Finally, characteristics from HWI are used in a support vector machine (SVM) approach to classify the input image (step 5). Optionally, step 5 may further include using the HWI features to localize drusen within the image.


There are several challenges to recognize drusen images. In general, drusen are small, have low contrast with their surroundings and can appear randomly in the macula ROI. Based on these characteristics, it would be more appropriate to represent a retinal image as a composite of local features. Further, as a single pixel lacks representative power, we propose to use a structured pixel to describe the statistics of a local context. That is, a signature will be assigned to a position based on the local context of its surroundings. The signatures at all the locations of the image form a new image, which we call a structured or hierarchical word image (HWI). In such an approach, we are able to adopt a top-down strategy which allows us to recognize and classify if an image has drusen or not without the need for accurate segmentation at an early stage.


1. Macula Detection (step 1)


The detection of the macula is an important task in AMD-related drusen analysis due to the characteristics of the disease pathology. Typically drusen analysis is limited to a region around the macula and this motivates the need for macula detection. Step 1 has the following sub-steps.


1. Retinal Image Field of View (FOV) Quality Analysis.

In some retinal fundus images (such as the one of FIG. 2(a)), a characteristic crescent caused by mis-alignment between the eye and the imaging equipment can be observed in the field of view. The artifact is usually of high intensity and its image properties can often be mistaken for other structures in the fundus image. To delimit the retinal image to exclude these halo effects, we use a measure based on vessel visibility. Regions of the image which are hazy are likely to also have low vessel visibility. A morphological bottom hat transform is performed to obtain the visible extent of vessels in the image (FIG. 2(b)). The size of the kernel element is specified to be equivalent to that of the largest vessel caliber. These visible vessel extents are used to define a new circular field of view mask to exclude non-useful and potentially misleading regions in the retinal image. This delimited FOV region is shown in FIG. 3(a) as the area between the bright arcs.


2. Optic Disk Detection.

The optic disc is one of the major landmarks in the retina. In our system, we obtain an estimate of the optic disk location and segmentation for use later. A local region around the optic disk is first extracted by converting the RGB (red-green-blue) image into grayscale, and selecting a threshold which corresponds to a top percentile of the grayscale intensity. In certain images, multiple candidate regions can be observed, and the most suitable region is automatically selected by imposing constraints. These constraints are based on our observations of the desired typical appearance such as eccentricity and size. Subsequently, the centre of the selected candidate region is used as a seed for a region growing technique applied in the red channel of this local region to obtain the optic disk segmentation. The detected optic disk is shown in FIG. 3(b) with the outline shown dashed.

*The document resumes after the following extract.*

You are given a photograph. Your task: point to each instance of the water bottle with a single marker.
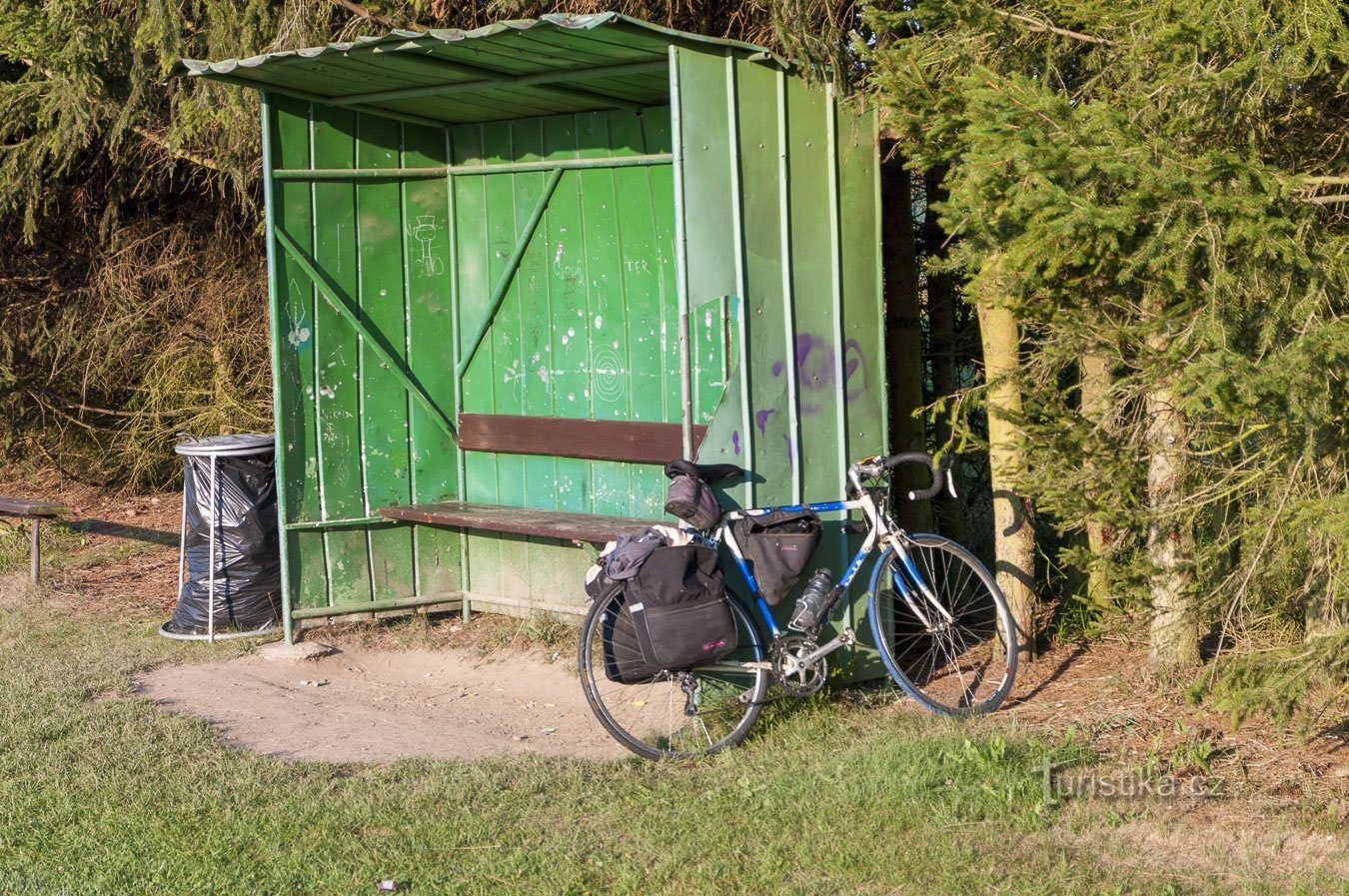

3. Left/Right Side Determination.

In the next step, the eye from which the fundus image is obtained is determined. This information allows for the proper positioning of the ROI for the macula. Left/Right eye determination is carried out from a combination of factors using the previously detected optic disk, based on physiological characteristics and contextual understanding. For a typical retinal fundus image of a left eye, the optic disk has the following characteristics:


i. Intensity temporally>intensity nasally within the optic disk


ii. Optic disk vessels are located towards the temporal region


iii. Optic disk location is biased towards the left in Field 2 images (both macula and OD visible)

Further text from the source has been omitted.